終戦間もない、東京は山の手の一角にある、夫や子供が戦地に向かい、ひとりきりになった家で一人暮らしていた中へ、居候の形で入ったのは幸子だ。
本当は、疎開をするよう説得をしに来たのだが、小母は聞き届けなかった。
休暇で、夫が、子供が帰ってくる。帰る先がよその土地だと可愛そうだ。それに、この家を守るのは私だけだから、と、小さい背筋をぴんと伸ばして言った。
説得するつもりが、そのまま居着いて何年になるだろう。
戦中、二人は肩を寄せ合い、戦火をしのいだ。混乱を理由にして実家へ連絡を絶ってもうかなり経つ。

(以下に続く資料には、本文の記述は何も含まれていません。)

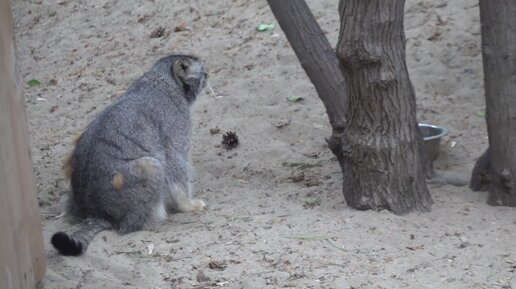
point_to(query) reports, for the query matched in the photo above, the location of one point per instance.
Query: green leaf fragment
(33, 82)
(265, 27)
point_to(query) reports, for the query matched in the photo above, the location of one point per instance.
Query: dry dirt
(262, 229)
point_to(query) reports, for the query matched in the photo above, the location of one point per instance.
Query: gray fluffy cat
(131, 163)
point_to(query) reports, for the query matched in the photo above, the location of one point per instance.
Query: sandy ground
(262, 229)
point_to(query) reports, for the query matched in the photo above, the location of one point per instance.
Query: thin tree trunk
(383, 163)
(498, 166)
(319, 61)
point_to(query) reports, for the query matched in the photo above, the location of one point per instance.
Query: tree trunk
(383, 162)
(319, 61)
(498, 165)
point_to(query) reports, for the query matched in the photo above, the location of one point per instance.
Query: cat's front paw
(198, 205)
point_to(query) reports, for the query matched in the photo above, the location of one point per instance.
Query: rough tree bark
(495, 170)
(319, 61)
(383, 165)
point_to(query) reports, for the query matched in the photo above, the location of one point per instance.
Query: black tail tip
(65, 245)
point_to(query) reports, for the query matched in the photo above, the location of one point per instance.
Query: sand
(262, 228)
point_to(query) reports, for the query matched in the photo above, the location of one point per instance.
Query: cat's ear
(189, 73)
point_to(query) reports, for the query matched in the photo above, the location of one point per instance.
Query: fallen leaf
(33, 82)
(182, 27)
(265, 27)
(217, 265)
(294, 98)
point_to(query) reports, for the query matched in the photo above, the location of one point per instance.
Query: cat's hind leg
(141, 193)
(180, 199)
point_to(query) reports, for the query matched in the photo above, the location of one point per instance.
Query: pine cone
(229, 140)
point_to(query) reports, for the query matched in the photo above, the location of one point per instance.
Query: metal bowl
(432, 135)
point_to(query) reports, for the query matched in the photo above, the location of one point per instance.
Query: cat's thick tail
(76, 243)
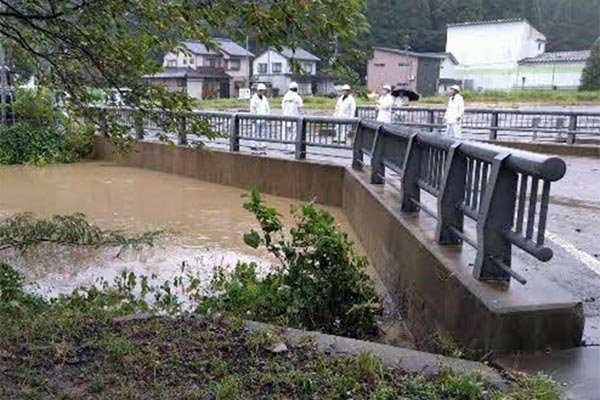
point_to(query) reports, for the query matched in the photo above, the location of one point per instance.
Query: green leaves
(590, 79)
(319, 284)
(23, 231)
(252, 239)
(113, 44)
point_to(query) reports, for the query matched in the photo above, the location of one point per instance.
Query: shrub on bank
(319, 282)
(41, 133)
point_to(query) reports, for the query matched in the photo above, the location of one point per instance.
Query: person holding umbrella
(385, 104)
(454, 113)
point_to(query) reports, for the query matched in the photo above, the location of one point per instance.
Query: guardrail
(290, 133)
(502, 124)
(504, 191)
(498, 188)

家族はまさか死んではいないだろうが、反対に彼らの方から自分が死んだと思われているかもしれない。
それも――いいだろう。今更だし。
幸子はもくもくと箸を動かす。
伯母は呑気に今日の天気のこと、配給のこと、天気のことを繰り返してしゃべっている。他愛無いおしゃべりは好きだ。難しいことを考えなくてすむ。私のことを――話さなくてすむだけでもありがたい。
「ごちそうさま」
手を合わせる。
そして、その足で後ろの仏壇に手を合わせた。ろうそくも線香もとても貴重だったから、灯したつもりで拝んだ。
幸いなことに、小母の男家族は敗戦を生き延びた。消息を伝える手紙には戻れない状況が綴られていた。引き上げを待つ彼女はやきもきしているだろうけど、そんな様子はおくびにも出さない。

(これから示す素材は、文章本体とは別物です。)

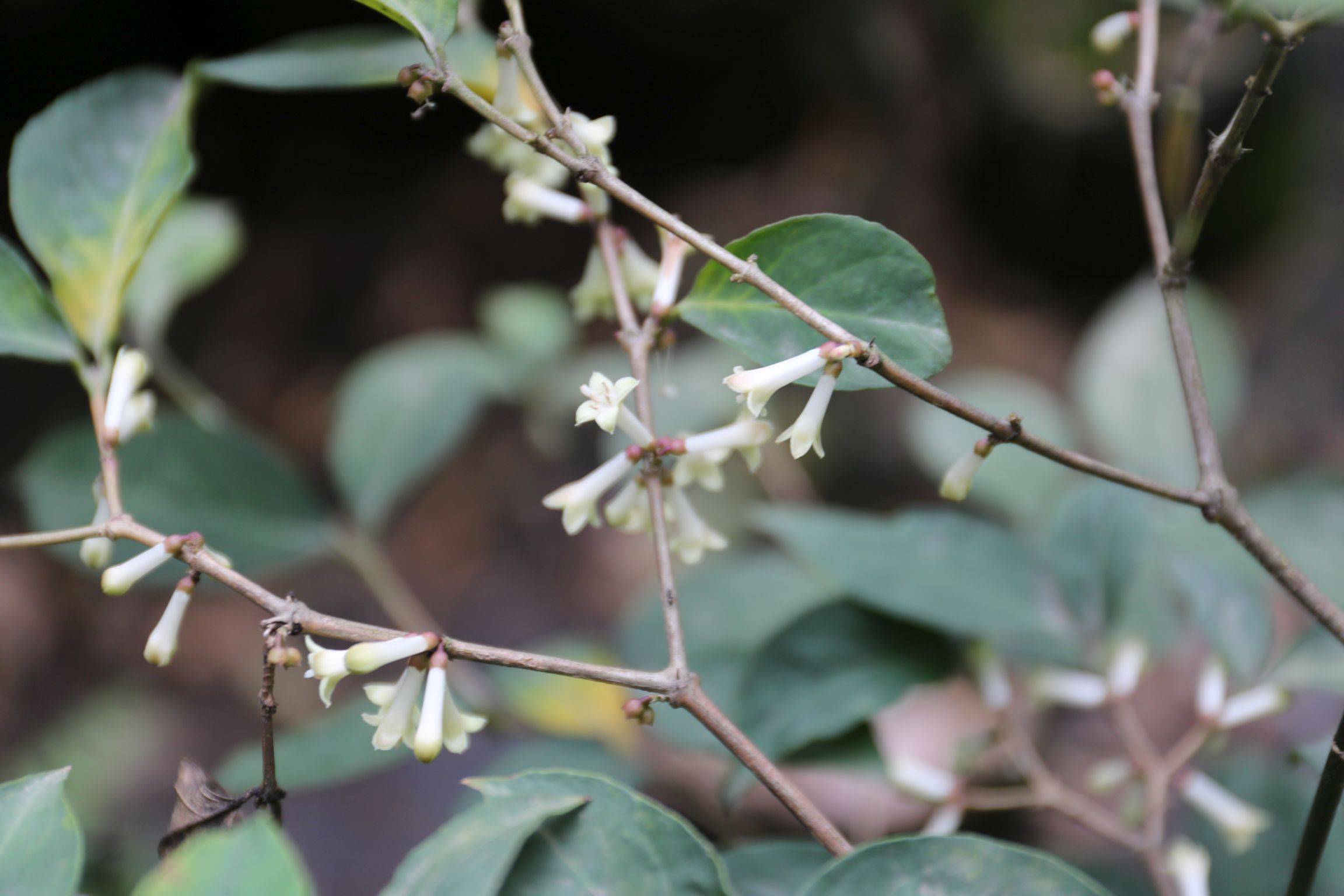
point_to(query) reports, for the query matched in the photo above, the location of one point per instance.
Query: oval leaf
(472, 855)
(254, 858)
(951, 867)
(90, 178)
(400, 413)
(858, 273)
(30, 326)
(621, 844)
(41, 845)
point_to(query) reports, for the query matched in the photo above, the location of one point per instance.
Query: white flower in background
(991, 676)
(441, 723)
(758, 384)
(956, 482)
(1113, 32)
(163, 641)
(921, 779)
(373, 654)
(607, 406)
(1188, 866)
(530, 201)
(1126, 666)
(692, 536)
(1212, 691)
(328, 667)
(1237, 820)
(396, 718)
(1253, 706)
(128, 374)
(1069, 688)
(944, 821)
(1108, 774)
(578, 500)
(120, 578)
(806, 433)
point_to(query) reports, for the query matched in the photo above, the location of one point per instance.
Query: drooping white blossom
(758, 384)
(1237, 820)
(578, 500)
(396, 718)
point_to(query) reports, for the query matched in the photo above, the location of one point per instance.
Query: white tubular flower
(328, 667)
(944, 821)
(128, 374)
(1237, 820)
(921, 779)
(1115, 30)
(396, 718)
(1253, 706)
(1069, 688)
(97, 552)
(530, 201)
(956, 481)
(670, 272)
(1126, 666)
(373, 654)
(120, 578)
(991, 676)
(578, 500)
(692, 536)
(1108, 774)
(1188, 866)
(1212, 692)
(163, 641)
(757, 386)
(806, 433)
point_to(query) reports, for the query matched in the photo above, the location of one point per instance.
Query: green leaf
(858, 273)
(726, 624)
(323, 60)
(245, 499)
(1020, 484)
(472, 855)
(198, 241)
(30, 326)
(831, 671)
(253, 858)
(957, 866)
(1128, 390)
(621, 844)
(90, 178)
(401, 411)
(430, 20)
(940, 569)
(775, 867)
(331, 748)
(41, 845)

小母の家族が帰ってきたらどうしよう、私はここにいられない。
「いつまでも、気の済むまでいらっしゃいな」出て行くと言い出したら小母のことだ、きっと呑気に引き留めるに決まってる。彼女の善意はありがたい。でも――他の家族に混じって、家族でもない私が居座り続けるのは――辛い。
実家や郷里には帰りたくない。
女ひとりで生きていく為に必要なのは仕事だ。
手っ取り早く女特有の仕事をする気はない。外出先できれいに着飾る、羽振りの良い格好をした彼女達と同列に立ちたくない。
私は。
他の女性が成し遂げられないことをしてやるんだから。
「じゃ、おばさん。行ってくるわね」
「気をつけて。さっちゃんなら大丈夫」
呑気に手を振る小母に見送られ、野原幸子は一路、白鳳大学へ歩を進めた。